Hab ich schon mal über die Irren in unserem Viertel geschrieben? Wohl nicht, oder? Meistens hacke ich ja auch bloß auf den Migranten herum.  Dabei haben wir im Geddo auch Irre, Meschuggene, Psychos und Bekloppte, die übrigens, fall es jemanden interessiert, zumeist die deutsche Minderheit repräsentieren. Bei dieser bunten Minorität handelt es sich zumeist um Delirierende, alkoholbedingt stark verwirrte Korsakoff-Patienten, Schizos, Paralytiker, Paranoiker und freiberufliche Phantasten, denen vor langer Zeit leider abhanden kam, was der Normalbürger ehrfurchtsvoll „Sinn & Verstand“ nennt. Gott, ja, ist halt so. Einer von der Zunft der Teilzeit-Außerirdischen, der mir noch neu war, kam um ca. 11.00 Uhr mit seinem feuerroten Fliwatüt vulgo irgendwie aufgemotzten Kehrgerät (das aber nichts kehrte!) ins Geddo gebrettert, hielt, den Motor aufbrüllend lassend, gegenüber meiner Haustür und produzierte, dem Tagesmotto entsprechend, LÄRM.

Vom „Bock“ stieg ein älterer Hardrocker im Arbeitsanzug, mit schütterem, rötlich-blonden Wikinger-Pferdeschwanz, der hoch echauffiert Zornentbranntes in sein Handy brüllte.

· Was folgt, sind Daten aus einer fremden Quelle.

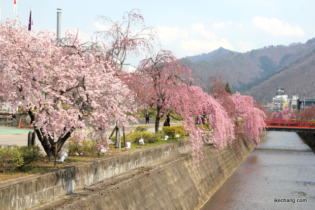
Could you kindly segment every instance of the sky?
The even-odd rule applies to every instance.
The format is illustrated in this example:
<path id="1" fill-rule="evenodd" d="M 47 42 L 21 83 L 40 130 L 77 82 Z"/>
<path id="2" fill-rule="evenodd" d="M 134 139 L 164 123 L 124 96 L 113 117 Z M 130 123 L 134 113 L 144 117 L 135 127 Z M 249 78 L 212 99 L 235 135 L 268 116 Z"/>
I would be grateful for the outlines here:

Es dauerte ein bisschen, bis er begriff, dass er zum Behuf der angestrengten Telekommunikation vielleicht doch besser vorher die Lärmschutzkopfhörer absetzen sollte. Hierauf freilich wurde er zwangsläufig Opfer meines aus dem Fenster gebölkten Hinweises, dass er, würde er dermaßen weiterbrüllen, eines mobilen Telefongerätes weißgott nicht länger bedürfe. Der an seiner Weltsicht kurzfristig irre gewordene Schreihals stutzte, bedachte meinen Ratschlag mit zunehmend wohlwollendem Nicken, zögerte noch ein kurzes Weilchen, steckte das Gerät dann folgsam in die Hosentasche, – um in weiterem den Disput mit dem jetzt endgültig als imaginär entlarvten Gesprächspartner nunmehr mithilfe etlicher ins Irgendwo gerichteter, lauthals gebrüllter Bemerkungen fortzusetzen. Da dies seine Energie noch nicht erschöpfte, tigerte er wild gestikulierend unter meinem Fenster auf und ab, mit sich selber telefonierend, aber in einem Ton, also, da hätte ich längst aufgelegt.

Danach das allfällige Kindergeschrei, das sich hier im Geddo anhört wie eine Horde (sagt man Horde? Herde? oder Schwarm?) Papageien bei der Gruppernbalz im Regenwald, fortwährend misstönendes, hochfrequentes, unartikuliertes Kreischen, von dem nicht auszumachen ist, ob es einer irgendwie gearteten Kommunikation oder lediglich lauterer Daseinsfreude zum Ausdruck dient. Bevor mich jemand belehrt: Ich weiß, dass man mit der Zwille nicht auf Kinder schießen darf.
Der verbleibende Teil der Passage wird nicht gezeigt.